Race 35k – Time 2:12:57 – Diff 18:48 – Pace 6:03/mile, 3:46/km I rip off a 5:55 19th mile without digging too deep, passing many runners and my confidence returns. But am I starting the kick too early? Any faster now and I may jeopardize the finish. I try to push slightly faster than 6:00/mile pace, but we are now heading back towards the Tower Bridge and the headwind is catching me at times. There are no runners to tail because most are going slower than me. I conserved energy while they went out too fast and now they are paying a heavy price. I see a lot of runners in agony and some even dropping out or moving off to the side of the road. As I pass the 20 mile mark with a 6:05/mile goal pace split I consume the fifth and final gel from my belt. I feel confident that I have fueled and hydrated properly during the race so far. Now it comes down to a final 10k where the real race begins. I start my kick gently and hit the next mile in 5:59. Not exactly as fast as I wanted to go, but it may be good enough. I pass through the 35k mark and notice that I am a few seconds faster than 2 hours and 13 minutes, the pace I needed to be on track for a 2:40 marathon. I still have energy reserves and I have not hit a wall yet. I notice so many people are cheering for my UK running club Serpentine as I run by. I acknowledge their support as best as I can without using too much energy. Race 40k – Time 2:31:42 – Diff 18:45 – Pace 6:02/mile, 3:45/km I hit another mile split at 5:57. This gives me confidence that I am actually slightly ahead of pace now. I am starting to lose energy though, and I drink the sports drink Lucozade offered on the course. I know my friend Andi and his fiancé will be spectating around mile 22.5 and I hope to see them. Within a few seconds of thinking this, I see Andi waving and cheering my name loudly in front of me on my right. I wave to him as best as I can with my right hand and smile. The crowd is so loud. I am struggling to hold pace now, but I am invigorated from seeing my friend on the course. I am trying desperately to hold on to the pace and I run two consecutive 6:08
miles. Just before I run over the 40k mats I see that I am 18 seconds ahead of the needed 2 hours 32 minutes pace. This is a huge confidence boost. I can do this! Race Finish Time 2:39:57 – Diff 8:15 – Pace 6:03/mile, 3:46/km
My Garmin shows a 6:00 split for mile 25. I see the London Eye to my left across the Thames River. I remember reading tips on the London Marathon that said when you see the London Eye to your left you will know you are only a little over a mile away. All I need to do is hold onto a 6:00/mile pace the remainder of the way and it is mission accomplished. But I am really struggling now. My heart rate is soaring from near 160 in the first half to the mid 160’s later and to now over 170. I am starting to feel my breathing go out of control. I have a cramp developing in my right chest muscle and on the lower right side of my abdominals.
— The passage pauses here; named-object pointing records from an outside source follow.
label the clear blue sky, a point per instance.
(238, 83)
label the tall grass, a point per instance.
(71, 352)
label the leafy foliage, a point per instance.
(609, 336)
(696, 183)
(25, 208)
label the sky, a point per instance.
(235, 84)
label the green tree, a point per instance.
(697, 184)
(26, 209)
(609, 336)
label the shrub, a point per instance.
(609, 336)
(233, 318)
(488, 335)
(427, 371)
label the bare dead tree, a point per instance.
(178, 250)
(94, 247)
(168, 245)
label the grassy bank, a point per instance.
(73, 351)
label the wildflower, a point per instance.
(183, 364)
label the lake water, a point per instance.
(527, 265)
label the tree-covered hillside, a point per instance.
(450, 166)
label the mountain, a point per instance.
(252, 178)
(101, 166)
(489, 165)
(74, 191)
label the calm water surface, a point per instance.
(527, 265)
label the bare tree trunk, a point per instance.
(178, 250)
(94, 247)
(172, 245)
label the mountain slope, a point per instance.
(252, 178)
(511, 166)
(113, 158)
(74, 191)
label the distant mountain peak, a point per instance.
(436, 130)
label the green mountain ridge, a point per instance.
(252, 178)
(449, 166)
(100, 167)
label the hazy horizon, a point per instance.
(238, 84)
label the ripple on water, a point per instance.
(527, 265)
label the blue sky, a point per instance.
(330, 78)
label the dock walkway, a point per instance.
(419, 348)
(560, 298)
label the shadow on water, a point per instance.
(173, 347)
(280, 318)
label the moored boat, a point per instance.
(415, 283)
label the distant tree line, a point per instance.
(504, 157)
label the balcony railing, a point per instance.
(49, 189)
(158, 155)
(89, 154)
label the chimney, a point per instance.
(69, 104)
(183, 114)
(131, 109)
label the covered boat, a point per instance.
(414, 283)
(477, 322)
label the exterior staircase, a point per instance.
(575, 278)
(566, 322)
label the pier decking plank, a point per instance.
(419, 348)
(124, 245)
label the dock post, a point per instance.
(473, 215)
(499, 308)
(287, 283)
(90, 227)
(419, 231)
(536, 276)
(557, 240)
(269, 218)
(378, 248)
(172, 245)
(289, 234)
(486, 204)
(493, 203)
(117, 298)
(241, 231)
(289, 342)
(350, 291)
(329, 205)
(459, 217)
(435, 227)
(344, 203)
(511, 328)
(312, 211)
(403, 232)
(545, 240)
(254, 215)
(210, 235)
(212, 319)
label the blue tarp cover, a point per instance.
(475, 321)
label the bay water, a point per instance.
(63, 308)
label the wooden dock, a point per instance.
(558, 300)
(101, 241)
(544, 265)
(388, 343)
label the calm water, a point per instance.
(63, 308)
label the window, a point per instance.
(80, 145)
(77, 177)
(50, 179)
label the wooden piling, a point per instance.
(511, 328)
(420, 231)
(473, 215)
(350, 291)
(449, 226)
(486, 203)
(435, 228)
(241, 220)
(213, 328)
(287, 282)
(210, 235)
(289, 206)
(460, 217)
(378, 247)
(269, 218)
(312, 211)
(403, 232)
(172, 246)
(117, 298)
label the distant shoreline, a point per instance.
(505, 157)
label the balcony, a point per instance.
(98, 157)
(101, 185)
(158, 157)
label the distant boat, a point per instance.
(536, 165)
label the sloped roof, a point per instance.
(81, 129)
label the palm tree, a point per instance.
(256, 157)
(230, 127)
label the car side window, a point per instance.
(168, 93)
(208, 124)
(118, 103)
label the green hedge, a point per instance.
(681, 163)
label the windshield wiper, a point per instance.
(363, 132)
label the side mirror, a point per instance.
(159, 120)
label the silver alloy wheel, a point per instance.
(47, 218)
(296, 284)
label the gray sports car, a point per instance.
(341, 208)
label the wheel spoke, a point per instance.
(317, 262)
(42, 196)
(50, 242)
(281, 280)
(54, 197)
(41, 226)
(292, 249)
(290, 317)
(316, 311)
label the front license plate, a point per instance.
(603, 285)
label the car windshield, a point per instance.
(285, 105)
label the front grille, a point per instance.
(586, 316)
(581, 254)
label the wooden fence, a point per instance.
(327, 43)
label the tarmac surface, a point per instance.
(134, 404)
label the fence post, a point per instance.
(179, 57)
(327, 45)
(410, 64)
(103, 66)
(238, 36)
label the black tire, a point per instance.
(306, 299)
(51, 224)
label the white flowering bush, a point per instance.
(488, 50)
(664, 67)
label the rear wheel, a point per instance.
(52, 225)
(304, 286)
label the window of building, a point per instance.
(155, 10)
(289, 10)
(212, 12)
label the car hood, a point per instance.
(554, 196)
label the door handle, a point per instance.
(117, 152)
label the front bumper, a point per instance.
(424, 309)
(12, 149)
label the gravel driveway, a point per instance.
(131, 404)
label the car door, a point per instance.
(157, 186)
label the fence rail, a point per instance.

This isn’t good. I see a sign showing 600 meters to go. I am not sure that I can pull this off. I feel myself slowing and I have anxiety now about where my time stands. Further ahead of me a sign shows 400 meters to go. I see on the clock there is approximately 1 minute and 27 seconds between me and a sub 2:40 marathon as I pass by it. I know at this point I must sprint the remaining 400 meters or fail. A “Pain is temporary” quote from the Nark Running Strategies Facebook group just popped into my head. I feel like there is somebody sticking me with a dagger in the right side of my chest and right abdominals. My breathing is completely out of control. I turn a right corner for the final straightaway. The crowd support is epic. I can hear the cheers and yelling but my vision is blurry except for the big red finish line in front of me. I run full speed across the finish line mats in relief and immediately stop my watch. My breathing is still out of control, but I am done now, finally. A few seconds pass. I look down at my watch with anticipation. Did I do it? 2:39:58. Marathon staff personnel are tending to ailing and fatigued runners who just crossed the finish line. I let out a loud “Yes!” three times. Many workers and runners look back at me and smile. By running the final 400 meters at a 5:26/mile pace, I finally achieved my goal of a sub 2:40 marathon. And Mat Nark had me trained and coached perfectly to sprint at the end when I needed to the most.